Some organizations I am learning from and strive to support over the next year include:

  • Progress Toronto – a not-for-profit organization that advocates and organizes for a more democratic, socially just, and progressive city.

  • Toronto Indigenous Harm Reduction – a grassroots initiative that endeavors to reduce the harm and burden that society places on Indigenous people with stigmatized experiences such as substance use, houselessness, incarceration, and most recently, COVID-19 and more.

  • Planned Parenthood Toronto – a community health centre providing trusted and non-judgmental sexual, reproductive, and primary healthcare and programs to youth all across the city. I’ve actually been working with them over the last year as a communications strategist and have learned immensely from their leaders about reproductive justice and investing in our youth at the local level.

  • No Pride in Policing Coalition – an antiracist queer and trans group formed to support Black Lives Matter-Toronto and is focused on defunding and abolishing the police.

  • The 519 – a charity committed to the health, happiness, and full participation of the 2SLGBTQ+ communities.

  • Another Toronto is Possible – a coalition of Toronto-based grassroots organizations including No Pride in Policing, Toronto Indigenous Harm Reduction, Bloordale Community Response, Showing Up for Racial Justice (SURJ) Toronto, Trans Bisexual Lesbian Gay Asexual at York, Policing-Free Schools, No One Is Illegal Toronto, Doctors for Defunding Police, Jane-Finch Action Against Poverty.

As the community organizer and activist Dave Meslin, writes:

“…the word ‘citizen’, while it automatically entitles us to certain basic rights and privileges, also demands something in exchange. What your city can do for you is important; the flip side, what you can do for your city, is the other half of the deal. It needn’t be as extravagant as building a hospital: you can organize a neighbourhood picnic, fight the demolition of a beautiful building, run for City Council, even just pick up some litter. We can’t wait for the politicians to do these things for us. The way we make our city better is to do it ourselves.”

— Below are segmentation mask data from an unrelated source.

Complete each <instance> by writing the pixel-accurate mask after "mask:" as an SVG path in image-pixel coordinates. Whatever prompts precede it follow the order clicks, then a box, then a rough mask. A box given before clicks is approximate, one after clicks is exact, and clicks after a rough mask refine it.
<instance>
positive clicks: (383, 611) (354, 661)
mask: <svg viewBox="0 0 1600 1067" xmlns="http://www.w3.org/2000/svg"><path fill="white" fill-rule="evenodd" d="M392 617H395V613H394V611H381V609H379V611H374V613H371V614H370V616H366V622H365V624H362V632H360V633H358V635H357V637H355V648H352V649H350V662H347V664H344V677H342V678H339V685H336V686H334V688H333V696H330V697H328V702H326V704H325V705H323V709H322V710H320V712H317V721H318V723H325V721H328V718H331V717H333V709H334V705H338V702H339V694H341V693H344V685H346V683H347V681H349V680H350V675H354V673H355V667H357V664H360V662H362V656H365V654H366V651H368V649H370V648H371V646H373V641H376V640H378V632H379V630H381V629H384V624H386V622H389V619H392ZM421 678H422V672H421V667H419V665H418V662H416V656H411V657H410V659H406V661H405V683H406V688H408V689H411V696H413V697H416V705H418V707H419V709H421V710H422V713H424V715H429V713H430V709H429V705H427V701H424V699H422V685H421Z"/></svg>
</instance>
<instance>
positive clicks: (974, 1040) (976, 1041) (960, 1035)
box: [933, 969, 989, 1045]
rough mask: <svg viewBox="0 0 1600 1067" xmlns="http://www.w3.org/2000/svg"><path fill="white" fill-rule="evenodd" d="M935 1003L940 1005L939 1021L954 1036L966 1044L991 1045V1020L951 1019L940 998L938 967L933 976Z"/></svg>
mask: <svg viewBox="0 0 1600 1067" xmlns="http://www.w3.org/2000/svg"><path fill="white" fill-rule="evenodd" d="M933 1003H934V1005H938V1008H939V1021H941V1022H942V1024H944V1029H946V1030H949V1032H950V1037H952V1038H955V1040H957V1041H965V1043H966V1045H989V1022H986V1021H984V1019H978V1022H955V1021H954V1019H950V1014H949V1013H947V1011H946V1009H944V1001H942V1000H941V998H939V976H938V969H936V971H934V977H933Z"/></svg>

I don’t know if it’s a function of getting older and simply paying closer attention to the world, or if the pandemic has just put everything in greater focus for me (or honestly, maybe it’s just always been like this)…but the world feels like it’s falling apart faster and in bigger, more catastrophic ways than ever before. From the near-daily climate disasters that are ravaging lives and livelihoods everywhere to the moves toward fascism around the globe. From the racial discrimination and economic disparities that keep widening and deepening to the freakin’ pandemic that has so drastically changed our lives. It all just feels…so bad. So bad that it can often feel crippling.

In the midst of so much doom and gloom, I hold fast to the words of community organizer and activist Mariame Kaba that “hope is a discipline”:

 “It’s less about “how you feel,” and more about the practice of making a decision every day, that you’re still gonna put one foot in front of the other, that you’re still going to get up in the morning. And you’re still going to struggle. It’s work to be hopeful. It’s not like a fuzzy feeling. You have to actually put in energy, time, and you have to be clear-eyed, and you have to hold fast to having a vision. It’s a hard thing to maintain. But it matters to have it, to believe that it’s possible, to change the world.”

Cheers to 2023, my dear friends. May we find the imagination and creativity within us to build a better world.